Third Party Communication: None

 

Date of Communication: Not Applicable

 

Person To Contact: * * *, ID No. * * *

 

Telephone Number: * * *

 

 

Index Number: 9100.22-00, 9100.00-00, 108.01-00

 

Release Date: 12/19/2014

 

Date: September 16, 2014

 

 

Refer Reply To: CC:ITA:B04 - PLR-119986-14

 

 

TY: * * *

 

 

LEGEND:

 

 

Taxpayer = * * *

 

Year 1 = * * *

 

Year 2 = * * *

 

Firm = * * *

 

 

Dear * * *:

This letter responds to your request for an extension of time under § 301.9100-3 of the Procedure and Administration Regulations to make an election under § 108(c)(3)(C) of the Internal Revenue Code. Specifically, you have requested an extension of time to make an election under § 108(c)(3)(C) and § 1.108-5(b) of the Income Tax Regulations, to exclude income resulting from the discharge of qualified real property business indebtedness and to reduce the basis of depreciable real property, effective for Taxpayer's Year 1 return.

 

FACTS

 

 

Taxpayer, an individual, uses the cash method of accounting and has a calendar year as an annual accounting period. Taxpayer is a partner in various real estate partnerships (Partnerships), which are calendar year-end partnerships that file their tax returns using the accrual method of accounting. Taxpayer's business operations involve the acquisition, development, construction, sale, leasing and management of commercial real estate properties.

During Year 1, Partnerships restructured debt. The Partnerships hired Firm to prepare their tax returns for Year 1. After informing Firm of the restructured debt, Firm concluded that Partnerships realized cancellation of debt (COD) income. Firm prepared the federal income tax returns for the Partnerships and reported the COD income on the Partnerships' tax returns and respective K-1 Schedules for each of the affected Partnerships.

Taxpayer also hired Firm to prepare Taxpayer's federal income tax return for Year 1. Taxpayer reasonably relied on Firm; with the understanding Firm also prepared the Partnerships' Year 1 tax returns. Taxpayer provided Firm with Partnerships' Schedule K-1s in order to prepare Taxpayer's federal income tax return for Year 1. Firm did not file Form 982 with Taxpayer's tax return or advise Taxpayer about the opportunity to exclude COD income reported on the K-1's from the Partnerships as qualified real property business indebtedness. Taxpayer timely filed the Year 1 federal income tax return.

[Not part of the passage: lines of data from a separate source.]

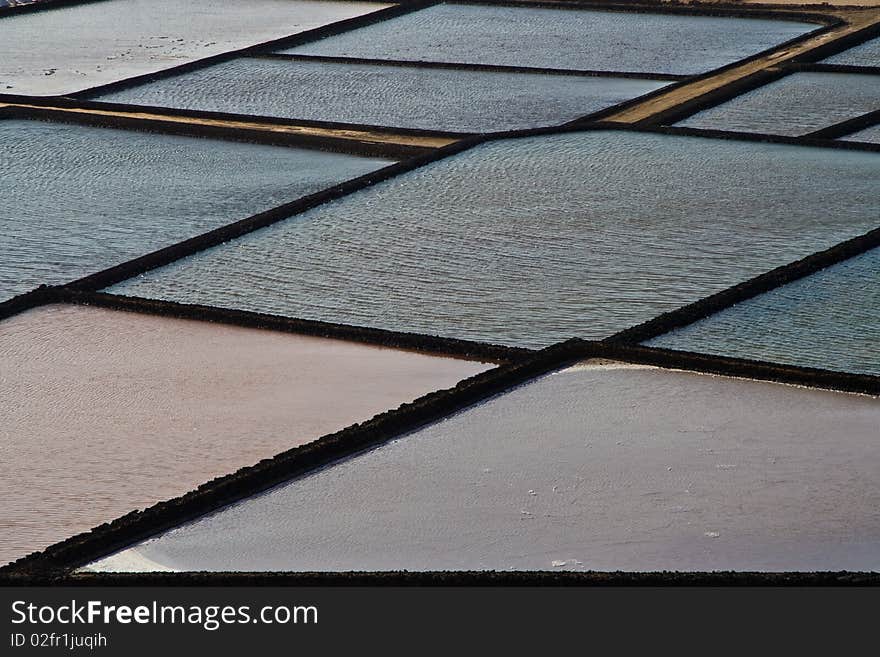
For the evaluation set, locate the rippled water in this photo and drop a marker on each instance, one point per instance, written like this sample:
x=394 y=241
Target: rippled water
x=867 y=54
x=431 y=99
x=77 y=200
x=795 y=105
x=829 y=320
x=104 y=412
x=592 y=40
x=620 y=469
x=79 y=46
x=536 y=240
x=868 y=135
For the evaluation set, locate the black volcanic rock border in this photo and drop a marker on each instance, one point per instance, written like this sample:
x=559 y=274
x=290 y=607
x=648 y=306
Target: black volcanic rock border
x=53 y=109
x=805 y=62
x=742 y=291
x=62 y=558
x=848 y=127
x=451 y=578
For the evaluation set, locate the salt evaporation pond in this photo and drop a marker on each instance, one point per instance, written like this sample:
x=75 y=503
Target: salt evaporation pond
x=105 y=412
x=795 y=105
x=431 y=99
x=80 y=199
x=866 y=54
x=827 y=320
x=867 y=136
x=95 y=43
x=603 y=467
x=535 y=240
x=562 y=38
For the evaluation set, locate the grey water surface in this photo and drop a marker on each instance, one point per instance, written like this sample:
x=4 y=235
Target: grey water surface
x=534 y=240
x=868 y=135
x=829 y=320
x=562 y=38
x=591 y=468
x=430 y=99
x=866 y=54
x=79 y=199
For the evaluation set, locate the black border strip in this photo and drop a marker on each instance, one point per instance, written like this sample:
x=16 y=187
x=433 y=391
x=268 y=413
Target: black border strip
x=722 y=10
x=461 y=66
x=840 y=45
x=716 y=97
x=428 y=344
x=451 y=578
x=741 y=292
x=291 y=41
x=44 y=5
x=759 y=78
x=848 y=127
x=136 y=526
x=285 y=466
x=810 y=67
x=174 y=252
x=389 y=143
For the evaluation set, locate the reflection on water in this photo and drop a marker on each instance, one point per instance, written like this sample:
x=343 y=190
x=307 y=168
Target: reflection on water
x=626 y=469
x=868 y=135
x=592 y=40
x=78 y=200
x=104 y=412
x=795 y=105
x=431 y=99
x=532 y=241
x=827 y=320
x=78 y=46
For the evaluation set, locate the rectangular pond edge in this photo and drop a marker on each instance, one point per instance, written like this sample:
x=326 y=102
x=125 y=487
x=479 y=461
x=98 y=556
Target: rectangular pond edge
x=358 y=140
x=847 y=127
x=755 y=80
x=451 y=578
x=290 y=41
x=761 y=284
x=463 y=66
x=65 y=556
x=415 y=342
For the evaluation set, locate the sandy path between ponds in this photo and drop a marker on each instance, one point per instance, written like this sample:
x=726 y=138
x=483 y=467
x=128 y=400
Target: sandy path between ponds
x=857 y=20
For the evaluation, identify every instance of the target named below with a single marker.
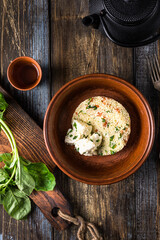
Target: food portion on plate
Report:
(100, 126)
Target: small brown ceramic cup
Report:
(24, 73)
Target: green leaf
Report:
(16, 204)
(44, 179)
(24, 180)
(24, 161)
(1, 199)
(5, 157)
(3, 105)
(111, 138)
(3, 175)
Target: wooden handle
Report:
(50, 201)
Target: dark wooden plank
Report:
(75, 51)
(146, 178)
(24, 30)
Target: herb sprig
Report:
(19, 177)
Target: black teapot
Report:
(128, 23)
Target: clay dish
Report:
(98, 169)
(24, 73)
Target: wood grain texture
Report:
(24, 30)
(128, 210)
(146, 178)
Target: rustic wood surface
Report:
(52, 33)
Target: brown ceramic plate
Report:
(98, 169)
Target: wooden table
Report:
(52, 33)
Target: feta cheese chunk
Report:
(85, 146)
(96, 138)
(80, 130)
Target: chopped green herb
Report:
(89, 99)
(75, 125)
(69, 131)
(89, 106)
(111, 138)
(80, 112)
(112, 152)
(101, 154)
(120, 135)
(114, 146)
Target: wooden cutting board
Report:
(30, 142)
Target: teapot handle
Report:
(137, 44)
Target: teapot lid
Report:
(130, 11)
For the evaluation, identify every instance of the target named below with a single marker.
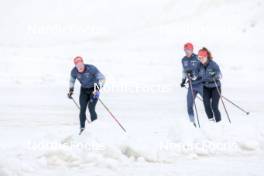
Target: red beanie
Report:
(188, 46)
(78, 60)
(202, 53)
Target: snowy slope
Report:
(138, 46)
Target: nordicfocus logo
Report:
(204, 147)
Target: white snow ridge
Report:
(138, 45)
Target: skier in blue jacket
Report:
(190, 64)
(91, 80)
(211, 75)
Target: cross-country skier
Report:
(91, 80)
(211, 75)
(190, 64)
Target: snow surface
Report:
(137, 44)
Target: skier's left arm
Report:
(216, 74)
(100, 78)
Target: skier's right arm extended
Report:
(72, 82)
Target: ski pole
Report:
(200, 98)
(236, 105)
(222, 100)
(112, 115)
(78, 107)
(190, 84)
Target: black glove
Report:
(189, 73)
(183, 82)
(70, 93)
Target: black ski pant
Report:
(86, 99)
(211, 99)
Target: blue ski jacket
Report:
(191, 65)
(88, 78)
(210, 72)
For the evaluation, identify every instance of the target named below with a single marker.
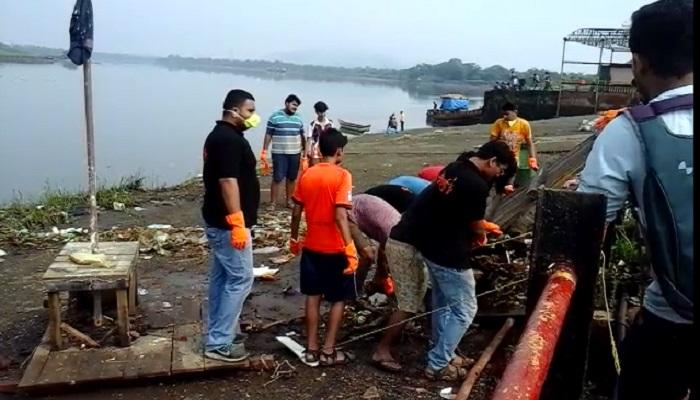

Taxpayer obtained different tax advisers in Year 2. These advisers indicated that Taxpayer may have been able to exclude the COD income under § 108(a)(1)(D) and advised taxpayer to file a request for an extension of time to make the election under § 108(c)(3)(C). Taxpayer terminated Taxpayer's relationship with Firm and filed this request.

Taxpayer represents that granting relief under § 301.9100-3 will not result in a lower tax liability in the aggregate for all years to which the election applies than the taxpayer would have had if the election had been timely made. Taxpayer also represents that the failure to make the election has not been discovered by the Service.

 

APPLICABLE LAW

 

 

Section 108(a)(1)(D) provides that gross income does not include any amount that would be included in gross income by reason of the discharge of indebtedness if, in the case of a taxpayer other than a C corporation, the indebtedness discharged is qualified real property indebtedness.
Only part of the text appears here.